In this exercise, we use Python to compute the final position of a robot, given its initial position, its distance completed by the axis, and its rotation angle. You can do it by following this process:

  1. Import the sine and cosine functions:

    from math import cos, sin
  2. Define the function with the required parameters:

    The robot's initial position (coordinates)

    The completed distance by the robot's central axis

    The angle variation from its initial point:

    def final_position(initial_pos, wheel_axis, angle):

    Set a function by coding the formulas used in Exercise 1: Computing a Robot's Position.

    They can be coded like this:

    final_x = initial_pos[0] + (wheel_axis * cos(angle))
    final_y = initial_pos[1] + (wheel_axis * sin(angle))
    final_angle = initial_pos[2] + angle

    Note

    As you may guess by observing this implementation, the initial position has been implemented using a tuple, where the first element matches the “X”, the second with the “Y”, and the last with the initial angle.

    Return the final value by creating a new tuple with the results:

    return(final_x, final_y, final_angle)
  3. Again, you can test the function by calling it with all the arguments and computing the result by hand:

    final_position((0,0,0), 125, 1)

    The preceding code returns the following result:

    (67.53778823351747, 105.18387310098706, 1)

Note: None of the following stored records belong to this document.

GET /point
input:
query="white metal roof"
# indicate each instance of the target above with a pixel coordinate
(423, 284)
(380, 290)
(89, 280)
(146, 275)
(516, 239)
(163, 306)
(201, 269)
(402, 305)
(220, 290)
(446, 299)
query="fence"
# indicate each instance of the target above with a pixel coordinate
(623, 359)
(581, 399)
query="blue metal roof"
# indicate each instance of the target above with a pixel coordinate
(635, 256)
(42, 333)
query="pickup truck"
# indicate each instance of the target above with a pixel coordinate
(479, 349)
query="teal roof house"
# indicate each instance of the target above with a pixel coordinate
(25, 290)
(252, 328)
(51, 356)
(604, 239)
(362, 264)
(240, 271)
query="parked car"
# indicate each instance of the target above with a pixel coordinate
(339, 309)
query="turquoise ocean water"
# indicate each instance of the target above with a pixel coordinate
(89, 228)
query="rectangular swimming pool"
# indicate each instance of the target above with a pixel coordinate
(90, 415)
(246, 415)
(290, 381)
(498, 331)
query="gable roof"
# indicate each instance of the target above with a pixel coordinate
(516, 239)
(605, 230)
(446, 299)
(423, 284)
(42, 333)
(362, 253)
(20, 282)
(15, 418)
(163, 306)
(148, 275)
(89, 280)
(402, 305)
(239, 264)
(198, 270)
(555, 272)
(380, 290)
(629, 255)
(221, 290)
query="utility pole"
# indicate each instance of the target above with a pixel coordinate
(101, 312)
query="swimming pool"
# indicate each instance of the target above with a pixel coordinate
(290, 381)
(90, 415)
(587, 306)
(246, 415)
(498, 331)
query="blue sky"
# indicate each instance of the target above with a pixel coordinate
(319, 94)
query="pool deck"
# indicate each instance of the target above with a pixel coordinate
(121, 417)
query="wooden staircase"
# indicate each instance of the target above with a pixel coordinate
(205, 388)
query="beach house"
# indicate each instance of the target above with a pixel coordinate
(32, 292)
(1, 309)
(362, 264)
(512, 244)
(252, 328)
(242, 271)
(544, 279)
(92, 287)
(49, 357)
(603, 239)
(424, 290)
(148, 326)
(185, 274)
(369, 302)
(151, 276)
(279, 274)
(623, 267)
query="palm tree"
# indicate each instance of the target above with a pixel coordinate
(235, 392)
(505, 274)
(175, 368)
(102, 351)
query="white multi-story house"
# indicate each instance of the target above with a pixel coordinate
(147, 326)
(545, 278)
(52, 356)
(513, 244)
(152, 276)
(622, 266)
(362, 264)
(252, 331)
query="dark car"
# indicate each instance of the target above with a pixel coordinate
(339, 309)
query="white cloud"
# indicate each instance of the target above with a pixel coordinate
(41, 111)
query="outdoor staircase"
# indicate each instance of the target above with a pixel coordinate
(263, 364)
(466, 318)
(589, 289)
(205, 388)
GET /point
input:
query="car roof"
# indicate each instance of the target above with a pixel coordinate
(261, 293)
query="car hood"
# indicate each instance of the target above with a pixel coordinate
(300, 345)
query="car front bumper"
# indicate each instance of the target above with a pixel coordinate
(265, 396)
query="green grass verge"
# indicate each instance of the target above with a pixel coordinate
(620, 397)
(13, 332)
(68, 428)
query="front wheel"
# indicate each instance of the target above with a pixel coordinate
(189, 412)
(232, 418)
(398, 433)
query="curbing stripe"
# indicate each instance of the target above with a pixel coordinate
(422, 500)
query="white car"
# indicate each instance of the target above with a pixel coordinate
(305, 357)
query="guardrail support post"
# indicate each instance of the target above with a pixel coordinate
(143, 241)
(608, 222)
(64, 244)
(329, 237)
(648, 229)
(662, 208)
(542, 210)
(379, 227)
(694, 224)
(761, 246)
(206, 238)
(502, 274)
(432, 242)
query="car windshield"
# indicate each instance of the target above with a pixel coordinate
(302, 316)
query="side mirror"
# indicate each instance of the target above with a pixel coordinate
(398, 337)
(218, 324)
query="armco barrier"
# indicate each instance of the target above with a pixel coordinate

    Here, you can see the whole implementation and an example of a function call:

    Figure 1.11: Final position of the robot computed

Activity 1: Robot Positioning Using Odometry with Python

You are creating a system that detects the position of a robot after moving for a certain amount of time. Develop a Python function that gives you the final position of a robot after receiving the following data:

  • Wheels diameter in centimeters = 10 cm

  • Robot base length = 80 cm

  • Encoders counts per lap = 76

  • Number of seconds used to measure encoders' counts = 600

  • Left and right encoder counts during the given number of seconds = 900

  • Initial position = (0, 0, 0)

  • Movement duration in seconds = 5 seconds

Note

The functions implemented in the previous exercises can help you to complete the activity. There are a few steps that you can use to proceed ahead with this activity.

Following these steps will help you to complete the exercises:

  1. First, you need to compute the distance completed by each wheel.

  2. To move on, you need to calculate the distance completed by the axis.

  3. Now compute the robot's rotation angle.

  4. Then calculate the final position of the robot.

    Fig 1.12: Final position of a robot computed with the activity's Python function

The output would look like this:

Note

The solution for this activity can be found on page 248.